5 comments for ““Recovery Awaits Signs of Demand,” I Like That Title”

  1. Hello,

    I have just signed up, listened to Harry’s October update, and read your posts. I’ve also read a good chunk of his Great Depression. I am completely confused by Harry’s update which seems to contradict his book, and your posts.

    He is saying that the market may go up, or it may go down, it’s just basically taking “unusually long” to correct.

    He seems to be hedging all of his charts and predictions for the major correction. His update didn’t seem to confirm his previous very assertive conviction that the market will go below 7000.

    The update only mentioned maybe Dow to 8000. And maybe not for 6 months. AND he said he would definitely NOT be short the market now. Before, he said he would definitely NOT be in equities after July. That would have missed this major rally.

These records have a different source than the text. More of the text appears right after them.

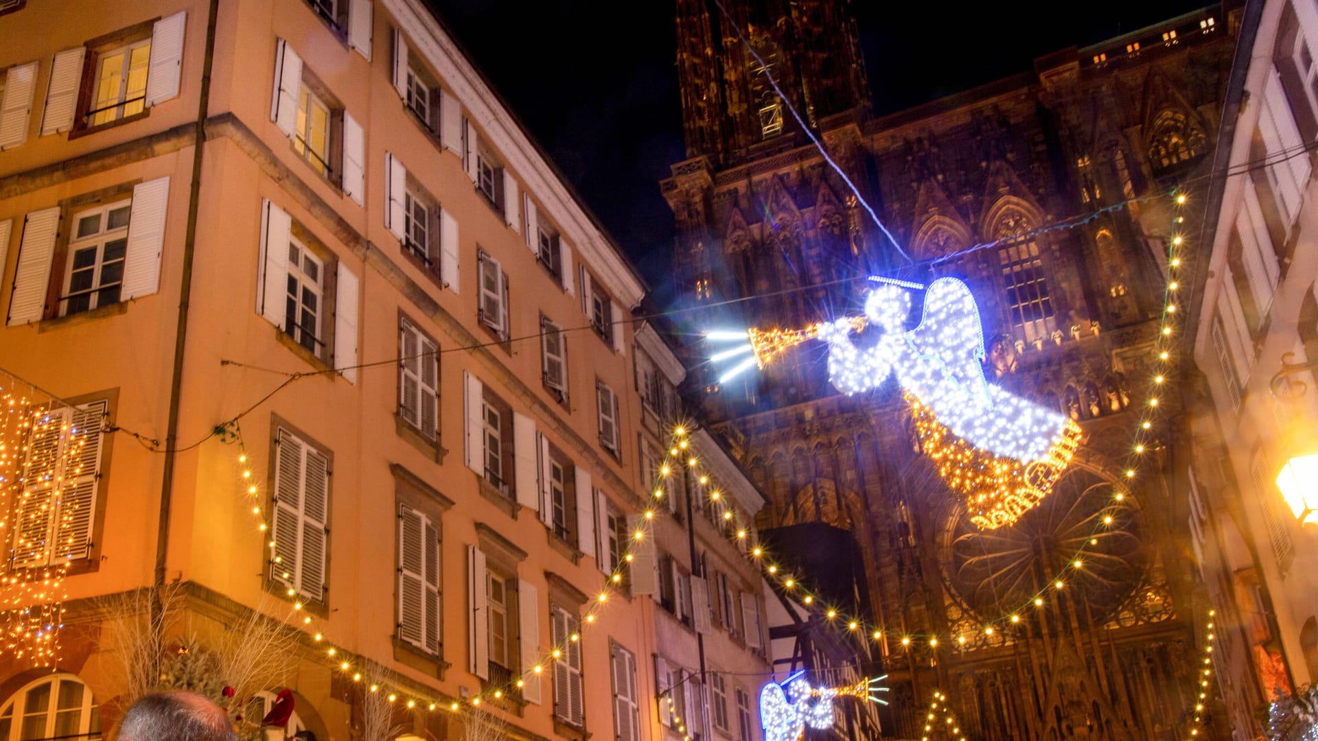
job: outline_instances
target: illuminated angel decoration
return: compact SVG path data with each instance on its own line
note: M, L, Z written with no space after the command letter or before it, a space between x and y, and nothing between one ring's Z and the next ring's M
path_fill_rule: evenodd
M746 349L738 351L753 352L751 361L764 365L795 344L818 339L829 345L833 385L847 394L895 376L915 415L921 450L944 481L965 496L971 522L982 529L1015 522L1048 494L1070 463L1079 426L985 378L979 306L965 282L871 280L880 285L866 298L863 316L805 330L750 330L742 335L750 340ZM912 293L921 289L920 322L905 330ZM875 331L876 339L870 335Z
M887 704L874 692L887 692L879 686L887 675L863 679L846 687L811 687L805 672L799 671L778 684L770 682L759 691L759 720L764 728L764 741L799 741L805 726L828 729L833 726L833 699L853 696ZM786 690L784 690L786 688Z

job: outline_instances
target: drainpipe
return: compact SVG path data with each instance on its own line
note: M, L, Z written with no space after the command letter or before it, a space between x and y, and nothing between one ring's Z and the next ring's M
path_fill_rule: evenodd
M165 556L169 551L169 514L174 500L174 448L178 446L178 407L183 385L183 347L187 341L187 314L192 297L192 254L196 251L196 210L202 196L202 154L206 150L206 116L211 103L211 67L215 62L215 21L220 0L211 0L206 21L206 58L202 63L202 92L196 107L192 144L192 183L187 198L187 233L183 237L183 286L178 297L178 328L174 332L174 370L170 374L169 429L165 432L165 467L161 481L161 513L156 530L156 580L153 617L159 617L159 589L165 585ZM153 624L157 624L153 620Z

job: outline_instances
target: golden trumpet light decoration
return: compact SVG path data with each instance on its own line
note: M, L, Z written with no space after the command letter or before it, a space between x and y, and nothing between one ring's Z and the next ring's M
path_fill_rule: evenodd
M895 376L921 448L948 487L965 497L971 522L981 529L1011 525L1052 490L1075 454L1079 426L985 378L979 306L965 282L870 280L880 285L866 297L863 316L801 330L709 332L710 340L746 340L710 356L712 361L751 353L720 382L751 364L763 368L812 339L829 345L829 380L842 393L876 389ZM916 290L924 291L923 311L917 326L907 330ZM865 341L857 344L862 332Z

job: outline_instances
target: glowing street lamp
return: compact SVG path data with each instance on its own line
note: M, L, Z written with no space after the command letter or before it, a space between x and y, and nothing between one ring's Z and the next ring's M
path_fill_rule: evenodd
M1288 460L1277 473L1277 488L1301 525L1318 523L1318 454Z

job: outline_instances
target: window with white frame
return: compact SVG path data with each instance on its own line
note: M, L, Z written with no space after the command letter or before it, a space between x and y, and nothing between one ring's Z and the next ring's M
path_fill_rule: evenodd
M619 455L618 396L604 381L596 381L596 411L600 421L600 446L614 456Z
M563 327L540 318L540 356L544 388L558 394L559 401L568 396L568 345Z
M439 345L403 319L398 340L398 415L420 434L439 435Z
M96 55L95 92L87 111L92 127L141 113L146 107L150 37Z
M61 315L119 303L132 199L74 215Z
M302 599L328 589L330 458L319 446L275 427L274 552L270 576Z
M285 293L285 328L303 348L324 360L324 261L297 237L289 237L289 274Z
M737 687L737 733L739 741L751 741L750 694Z
M637 657L617 643L612 650L614 737L617 741L641 741Z
M507 314L507 276L498 260L494 260L485 251L477 253L477 269L480 270L481 298L477 316L481 324L493 331L500 339L509 336Z
M107 409L107 401L95 401L53 409L33 419L22 448L25 485L9 535L11 570L86 560L91 555L96 509L101 506L101 421Z
M550 605L550 629L555 646L564 646L554 659L554 716L573 726L585 725L585 688L581 683L581 641L571 636L581 632L576 614Z
M398 506L398 638L428 654L440 645L439 523Z
M714 728L728 733L728 684L724 675L718 671L710 671L709 676L709 701L710 715L713 716Z
M0 741L100 737L100 705L72 674L29 682L0 708Z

    This can go on forever, and is not unlike any other market pundit out there. How are we supposed to place our bets with this kind of vacllating???

    Posted by fritz | October 21, 2009, 12:05 am
  2. IT seems to me that Harry offers two types of advice - very long term based on outstanding demographic analysis and very short term based on technical analysis.

    My personal view as a long term investor is to pay careful attention to Harry’s demographic findings in choosing new areas of investment for long term gains, and to pay little attention to the twitchy technical analysis.

    Posted by kevinrcoleman | October 21, 2009, 9:01 am
  3. How long is “very long term”? He has advised maybe November should be the end of this rally for now. And maybe 4-6 months out for the bottom. That seems like intermediate…

    Also, that doesn’t account for his new hedged advice that no longer predicts a Dow under 8000!

    By throwing away his Dow 4000 claim, we are left with maybe a 20% correction, which is, while not good, not such a meltdown as ‘07. His entire thrust and basis for the last 2-3 years has been a much worse scenario than this…

    Posted by fritz | October 21, 2009, 1:19 pm
  4. Fritz,
    I share your concerns to some extent and am also a new subscriber as of this week. However, after reading the Oct newsletter and listening to his update twice, while I cannot speak for Harry what I think he is saying is the target for the bear market on the Dow is still much lower anywhere from high three digits to 4,000; but it won’t get there in a straight line. What we are likely to see is a next leg down to maybe the 8,000 range short-term; then something of a “correction” before another leg down. That pattern will likely repeat; more likely than a continuing downward slide. So the 8,000 mentioned in his update, I took as being a short-term target, not the ultimate bear market target or even the anticipated lows of the first half of next year.

    Of course, that’s only my interpretation of what I think I heard him say.

    Posted by dleisele | October 22, 2009, 10:00 am
  5. Diesele,

    Thank you for your take on his update. It is a very plausible interpretation, though I feel Harry should not make us “interpret” him.

    I am still wondering why he didn’t specifically reiterate his 4000 claim…and truly clarify if he mean 8000 as a final floor of the bear market.

    What did you mean by “from the high three digits”… did you mean under 1000??